Gas turbine and method for improving the same

Cross Reference to Related Applications

This application claims priority from european patent application No. 18425016.5 filed on 23.3.2018, the disclosure of which is incorporated by reference.

Technical Field

The present invention relates to a gas turbine and a method for improving the same.

Background

Known gas turbines comprise: a compressor; a combustion chamber supplied with compressed air supplied from the compressor and fuel, the fuel being burned in the combustion chamber to generate hot gas of high pressure and high temperature; and a turbine where the hot gases are expanded to obtain mechanical work.

In particular, a compressor is connected to the plenum, and the combustion chamber has a combustor with a front plate, which is provided with a burner. The front plate and the burner are accommodated in a plenum such that compressed air is supplied into the plenum and from there it enters the burner where it is mixed with fuel and thus passed into the combustor, where combustion takes place.

The combustion process can result in pulsations that should be controlled and suppressed when they occur to prevent mechanical failure of the components of the combustion chamber.

One type of damper commonly used in gas turbine applications is the so-called Helmholtz (Helmholtz) damper; the helmholtz damper has a chamber connected via a neck to an environment in which pulsations to be damped are generated (such as a burner of a combustion chamber).
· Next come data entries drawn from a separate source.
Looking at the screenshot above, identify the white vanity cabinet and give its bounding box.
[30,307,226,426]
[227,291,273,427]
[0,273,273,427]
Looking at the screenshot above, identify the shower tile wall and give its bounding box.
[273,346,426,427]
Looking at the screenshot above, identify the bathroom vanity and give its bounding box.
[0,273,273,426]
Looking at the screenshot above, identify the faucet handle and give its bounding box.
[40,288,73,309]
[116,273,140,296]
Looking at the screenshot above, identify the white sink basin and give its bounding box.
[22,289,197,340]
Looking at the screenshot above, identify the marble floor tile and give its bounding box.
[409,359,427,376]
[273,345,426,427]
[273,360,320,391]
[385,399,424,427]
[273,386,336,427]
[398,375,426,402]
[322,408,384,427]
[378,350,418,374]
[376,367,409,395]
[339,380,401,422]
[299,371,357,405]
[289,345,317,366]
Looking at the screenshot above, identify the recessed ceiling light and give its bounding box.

The frequency at which the pulsations are suppressed depends on the volume of the chamber and the length of the neck (in practice an effective length longer than the geometric length), so that in order to suppress pulsations in the relevant frequency range (for example between 50-500 Hz) a given ratio between the chamber volume and the neck length is required.

In addition, the efficiency of the helmholtz damper depends on the volume of the chamber, so that the larger the volume, the higher the damping effect.

Other kinds of dampers are known, such as half-wavelength or quarter-wavelength dampers; these dampers have similar constraints with respect to geometrical proportions and volume as helmholtz dampers. In the following description, reference is made to a helmholtz damper.

To optimize the damping effect, the damper should be provided at a region of the burner close to the region where the flame is anchored during operation, since pulsations are generated there.

However, because of the constraints imposed by the required geometric proportions of the damper, the volume of the chamber and the very small space available in the region of the burner, it may be difficult or even impossible to provide the damper with the required characteristics and at the required location.

Disclosure of Invention

Aspects of the present invention include providing a gas turbine with a damper that is capable of effectively damping pulsations in a desired frequency range while being positioned at a desired location of the combustor proximate to a region where the flame is anchored.

Another aspect of the invention includes providing a method for retrofitting a gas turbine.

These and further aspects are obtained by providing a gas turbine and a method according to the appended claims.

Drawings

Further characteristics and advantages will be more apparent from the description of preferred, but not exclusive, embodiments of the gas turbine and of the method, illustrated by way of non-limiting example in the accompanying drawings, in which:

FIG. 1 schematically illustrates a gas turbine;

FIG. 2 illustrates a portion of a combustor of a gas turbine without a damper;

FIG. 3 illustrates a portion of a combustor of a gas turbine with a damper;

fig. 4 to 7 show different examples of front plates with burners and dampers;

fig. 8 to 10 show an enlarged portion of the front plate and the area surrounding it in different embodiments;

fig. 11 to 12 show different examples of dampers;

figure 13 shows a damper attached to a front plate.

Reference numerals

1 gas turbine

2 compressor

3 combustion chamber

4 turbine

5 pressure chamber

7 burner

8 front panel

9 burner

10 damper

11 chamber

13 outer periphery

15 inner periphery of

Wall of 16 pressure chambers

17 neck part

18 first opening

20 guide member

21 flame

23 terminal portion

25 second opening

26 gap

28 vortex flow

F1 first air flow

F2 second air flow

The size of the S damper.

Detailed Description

Referring to the drawings, there is shown a gas turbine 1 having a compressor 2, a combustor 3 and a turbine 4. The gas turbine also has a plenum 5 connected to the compressor 2; the front end of the combustion chamber 3 is accommodated in the pressure chamber 5. The combustion chamber 3 comprises a burner 7 with a front plate 8 and a burner 9 connected to the front plate 8. The burner 9 is connected to a fuel supply system (not shown) for fuel supply.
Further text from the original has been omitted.